Alt-Tab hangs the game.

On the surface of it, that seems mad, and annoying. Surely cliff tested it? Yes… he did, massively so, and it worked fine. So when I got multiple bug reports, after I KNEW it worked, I did some digging. Did alt-tab work for me? yes. In release build? yes. In release-build run outside Visual Studio? Yes? In different maps? Yes? Nighttime? yes. units selected at point of alt-tab? paused? mid-explosion? shockwave being rendered? nightvision on? paths drawn? yes,yes,yes,yes… after a cold reboot? YES.

Testing all that takes longer than it sounds… So then I do what you *have to do* when you encounter stuff like this. You pretend to be playing innocently, and go through an entire mission, playing and ignoring the potential bug, winning an entire battle. Then you play a second battle, and alt-tab. HANG

Which makes you think that it is something to do with multiple battles. Cue lots of digging through code. Cue turning on the directx debug run-time and maximised error reporting, and running the game in debug. Also cue bouts of near-sobbing when I manage to play 2 battles and it NOT happen… Eventually I manage to reproduce the hang in the debugger. (This is a big win). The you get that infuriating directx error that basically says “Srry, can’t restore DX, you forget to release some directx resource. We know which one, but we are leaving it to you to guess..” or words to that effect.
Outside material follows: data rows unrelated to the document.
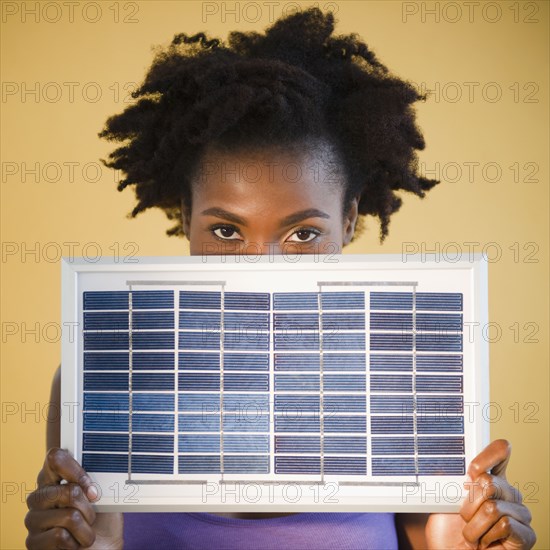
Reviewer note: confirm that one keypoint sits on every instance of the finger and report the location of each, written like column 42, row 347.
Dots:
column 60, row 465
column 67, row 518
column 490, row 514
column 513, row 531
column 487, row 487
column 69, row 495
column 53, row 539
column 494, row 459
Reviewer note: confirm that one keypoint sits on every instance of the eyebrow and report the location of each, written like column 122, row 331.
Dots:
column 292, row 218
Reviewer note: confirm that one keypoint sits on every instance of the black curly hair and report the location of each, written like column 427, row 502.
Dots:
column 292, row 85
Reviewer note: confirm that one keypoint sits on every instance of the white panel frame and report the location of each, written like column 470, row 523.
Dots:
column 431, row 496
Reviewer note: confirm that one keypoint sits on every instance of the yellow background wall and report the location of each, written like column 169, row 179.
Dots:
column 492, row 151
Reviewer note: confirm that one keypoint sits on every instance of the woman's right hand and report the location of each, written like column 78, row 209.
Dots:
column 61, row 514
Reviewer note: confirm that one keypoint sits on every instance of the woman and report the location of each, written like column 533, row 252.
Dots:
column 276, row 143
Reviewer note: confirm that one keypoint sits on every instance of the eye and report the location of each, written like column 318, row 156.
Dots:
column 304, row 235
column 225, row 232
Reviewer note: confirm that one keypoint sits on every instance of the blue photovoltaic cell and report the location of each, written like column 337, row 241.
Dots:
column 425, row 301
column 178, row 361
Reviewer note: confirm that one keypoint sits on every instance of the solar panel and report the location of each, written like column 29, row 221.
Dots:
column 325, row 383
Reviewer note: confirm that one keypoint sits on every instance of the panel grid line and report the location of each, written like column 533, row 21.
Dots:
column 176, row 381
column 130, row 392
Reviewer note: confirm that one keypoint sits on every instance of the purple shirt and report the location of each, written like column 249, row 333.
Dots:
column 303, row 531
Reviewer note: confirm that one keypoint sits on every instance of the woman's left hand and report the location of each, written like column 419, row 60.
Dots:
column 492, row 515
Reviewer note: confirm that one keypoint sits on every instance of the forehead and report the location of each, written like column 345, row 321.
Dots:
column 308, row 173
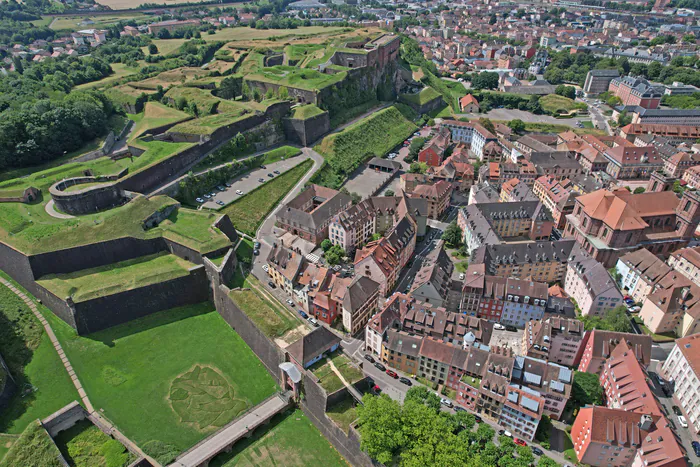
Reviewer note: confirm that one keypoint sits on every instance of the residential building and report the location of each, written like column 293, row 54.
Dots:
column 633, row 162
column 608, row 224
column 636, row 91
column 284, row 267
column 541, row 261
column 382, row 260
column 515, row 190
column 437, row 195
column 598, row 346
column 639, row 272
column 591, row 286
column 310, row 212
column 687, row 262
column 683, row 368
column 675, row 309
column 557, row 196
column 553, row 339
column 598, row 81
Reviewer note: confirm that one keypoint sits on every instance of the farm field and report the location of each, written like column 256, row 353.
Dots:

I bet this guy wrote that one:

Anyway, to cut a loooong (6+ hours) story short, eventually, a whole lot of experimenting shows that the problem occurs only if the post-mortem dialog, or one of it’s many offshoots get launched. This does some multi-threading, which led me up a right blind alley. Anyway… eventually it becomes clear that displaying the unlock-choices dialog causes it…sometimes…
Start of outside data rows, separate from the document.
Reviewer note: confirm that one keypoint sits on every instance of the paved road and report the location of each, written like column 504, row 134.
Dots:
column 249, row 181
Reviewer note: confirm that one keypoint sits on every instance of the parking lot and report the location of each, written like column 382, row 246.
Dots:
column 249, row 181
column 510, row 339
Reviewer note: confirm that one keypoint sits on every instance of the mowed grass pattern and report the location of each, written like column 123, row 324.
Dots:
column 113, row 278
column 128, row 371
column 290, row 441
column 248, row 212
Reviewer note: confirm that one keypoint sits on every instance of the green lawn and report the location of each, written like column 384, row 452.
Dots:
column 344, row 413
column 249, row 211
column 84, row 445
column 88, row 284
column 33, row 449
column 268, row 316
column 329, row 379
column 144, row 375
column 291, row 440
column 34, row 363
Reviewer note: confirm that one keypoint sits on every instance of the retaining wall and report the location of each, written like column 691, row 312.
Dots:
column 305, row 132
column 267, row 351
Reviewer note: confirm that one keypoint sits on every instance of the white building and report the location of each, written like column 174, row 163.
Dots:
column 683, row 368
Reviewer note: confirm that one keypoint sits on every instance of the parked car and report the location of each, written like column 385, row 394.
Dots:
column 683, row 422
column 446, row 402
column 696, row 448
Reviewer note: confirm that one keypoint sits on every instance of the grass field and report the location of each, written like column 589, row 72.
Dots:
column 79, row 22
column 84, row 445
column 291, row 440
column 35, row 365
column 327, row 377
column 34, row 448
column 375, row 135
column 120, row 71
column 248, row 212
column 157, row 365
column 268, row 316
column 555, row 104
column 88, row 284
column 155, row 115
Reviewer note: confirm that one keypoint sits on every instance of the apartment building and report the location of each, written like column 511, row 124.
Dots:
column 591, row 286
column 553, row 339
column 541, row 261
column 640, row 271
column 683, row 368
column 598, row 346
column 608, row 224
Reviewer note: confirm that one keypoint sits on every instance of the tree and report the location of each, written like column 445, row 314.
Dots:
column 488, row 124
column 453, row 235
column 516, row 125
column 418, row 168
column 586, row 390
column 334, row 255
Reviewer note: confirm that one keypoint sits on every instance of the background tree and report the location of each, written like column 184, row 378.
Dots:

Then a sudden brainwave. The unlock choices *sometimes* gives you a new Hull, and to do that it needs to render that hull. As an optimisation, it doesn’t draw it in layers, it renders out a composite texture (multi-layered) as a sprite, and uses that (it will get re-used later in various dialogs…). That means some render-target code gets triggered. A bit of digging shows that when I create a render target to save out a new composite hull texture, I wasn’t calling Release() on it correctly, in two places. Arrghhh! bug fixed. (AFAIK).

So why didn’t I find it before I shipped? Well basically I implemented the unlock dialog after I’d already tested the hell out of alt-tab. By the time I was close to shipping, and double-checking alt-tab, I either tested it in the first battle (no probs) or I had already unlocked anything and didn’t see that dialog, or I got lucky and the dialog only offered modules or ready-rendered hulls.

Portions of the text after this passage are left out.